The Trouble is, I Love the Craic Too Much

I’ve been in Dublin for the past week, enjoying the craic, learning all about the production of Guinness, staggering around Temple Bar, seeing Motion City Soundtrack and Gwen Stefani, not sleeping, failing miserably to reach the Cliffs of Moher despite spending all day on the train and not stressing about anything.

As I was on holiday, I largely managed to suspend my general ill-will towards humanity for a few days, but found my gears being ground by the way ‘the Irish’ are held in such global reverence. The very fact that you are Irish is for many people a virtue in itself.

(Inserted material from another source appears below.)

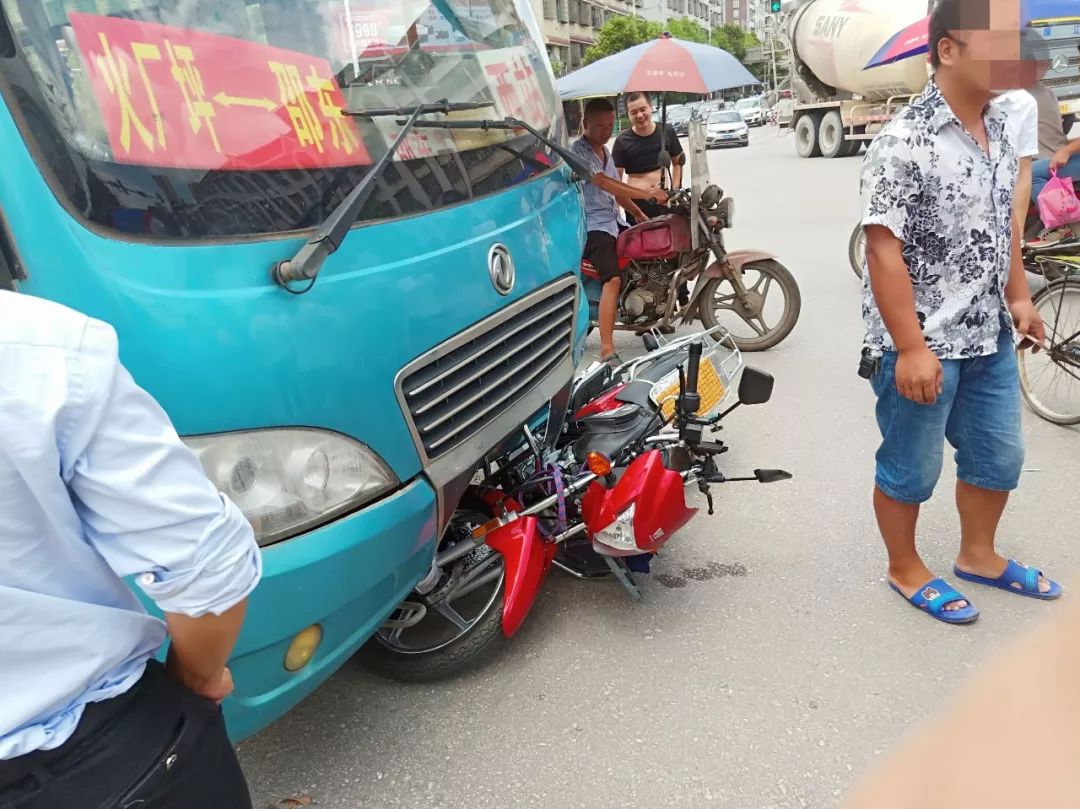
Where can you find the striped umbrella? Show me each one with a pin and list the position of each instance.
(663, 65)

Nationalism alone is enough to make me want to kneel in front of the oven and cook my own face, but getting all misty-eyed with vicarious patriotism is insane. Where your poppa impregnated your momma had nothing to do with you. The history of your country of origin, be it bloody or beautiful, has nothing to do with you. It’s bullshit. Being Irish does not mean you are automatically gifted in the areas of both the gab and the harp any more than being American automatically makes you a grossly obese simpleton.

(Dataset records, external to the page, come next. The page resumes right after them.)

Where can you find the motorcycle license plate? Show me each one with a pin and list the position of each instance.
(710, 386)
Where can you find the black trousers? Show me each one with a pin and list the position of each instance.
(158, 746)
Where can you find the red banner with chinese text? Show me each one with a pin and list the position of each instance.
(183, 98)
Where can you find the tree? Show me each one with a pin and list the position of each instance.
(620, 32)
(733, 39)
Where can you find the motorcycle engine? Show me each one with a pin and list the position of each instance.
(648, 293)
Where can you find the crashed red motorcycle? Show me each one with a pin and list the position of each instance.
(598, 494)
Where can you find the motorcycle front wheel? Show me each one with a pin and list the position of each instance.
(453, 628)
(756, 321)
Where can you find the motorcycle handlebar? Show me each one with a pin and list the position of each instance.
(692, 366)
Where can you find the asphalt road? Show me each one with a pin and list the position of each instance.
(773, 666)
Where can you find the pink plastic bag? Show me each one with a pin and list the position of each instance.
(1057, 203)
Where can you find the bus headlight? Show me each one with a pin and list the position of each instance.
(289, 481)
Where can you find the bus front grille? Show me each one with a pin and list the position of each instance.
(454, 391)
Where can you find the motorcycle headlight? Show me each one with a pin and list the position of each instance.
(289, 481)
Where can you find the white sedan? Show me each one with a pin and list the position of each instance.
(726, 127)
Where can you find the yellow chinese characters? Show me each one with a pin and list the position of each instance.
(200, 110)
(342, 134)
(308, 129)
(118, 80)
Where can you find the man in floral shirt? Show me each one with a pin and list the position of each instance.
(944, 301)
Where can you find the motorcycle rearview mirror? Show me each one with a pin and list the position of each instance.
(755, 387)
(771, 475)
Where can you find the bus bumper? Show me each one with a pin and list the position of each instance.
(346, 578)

Gwen Stefani’s show in Dublin was awesome, but I found her ‘My gran’s maiden name was Paddy’-esque audience-ingratiation skit nauseating. Hey, I’m a bit Irish! I love da craic and fancy a pint of da black stuff. Now follow me as I dance down the cobble-stoned lane singing about a green-eyed lass I used to know back in Derry.

I don’t know what I’m trying to say as I’m still fatigued from lovin’ the craic, so let’s take a break and enjoy the criminally under-rated Monkey Dust express what I’m too thick to in animated form.

Anyway, I’m off to spend my Friday night watching Motion City Soundtrack and drinking beer neither my wallet or liver can afford. A.S, who could’ve been the plus to my one, is instead seeing Rich Hall, who coined the word Sniglet. I nominate a ‘snaglet’ as a sniglet, being someone who paradoxically wants to nominate a sniglet, but isn’t feeling creative enough.